As the Medicare Payment Advisory Commission prepares to meet Thursday to vote on its draft recommendations regarding the Medicare physician fee schedule sustainable growth rate, the American Hospital Association and the American Medical Association have urged MedPAC to consider their additional comments regarding full repeal of the SGR.
In September, MedPAC discussed a recommendation to repeal the SGR and replace it with a 10-year path of legislated fee schedule updates. Payments for primary care physicians would be frozen while payments for specialists would be cut by 5.9 percent for three straight years and then frozen. Overall, the recommendation would cost $200 billion to $300 billion over 10 years, and MedPAC said in order to offset this cost, other healthcare providers would have to endure payment reductions. The AHA and AMA both support full repeal of the SGR, but both recommended different ways to offset the consequential cuts.
According to AHA's letter to MedPAC, offsetting the cost of the SGR repeal with Medicare cuts to hospitals and other providers is an approach equivalent to "robbing Peter to pay Paul." Making cuts to hospitals, which are seeing negative Medicare margins currently, would only further endanger beneficiary access to those providers, the letter said. Instead, the AHA supports raising the Medicare eligibility age from 65 to 67 and supports incentives for physicians to participate in accountable care organizations, bundled payments and other coordinated systems of care, which could lead to long-term savings.

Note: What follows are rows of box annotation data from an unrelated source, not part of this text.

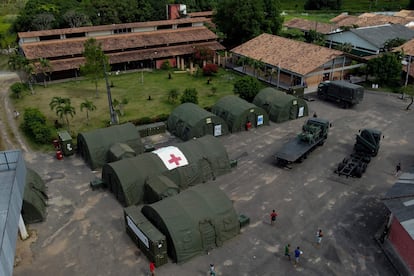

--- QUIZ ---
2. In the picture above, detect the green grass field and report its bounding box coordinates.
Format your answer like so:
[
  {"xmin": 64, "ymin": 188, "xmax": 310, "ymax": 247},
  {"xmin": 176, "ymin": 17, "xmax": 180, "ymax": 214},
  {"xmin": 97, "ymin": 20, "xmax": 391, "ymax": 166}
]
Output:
[{"xmin": 13, "ymin": 69, "xmax": 240, "ymax": 138}]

The AMA, along with 42 other medical organizations, suggested that MedPAC examine a broader set of existing proposals to pay for the SGR repeal instead of offering a new package that encumbers providers and beneficiaries more, according to the letter. Additionally, the groups stated the payment freezes to primary care physicians and specialists would be problematic as physicians have already faced 10 years of "nearly frozen rates."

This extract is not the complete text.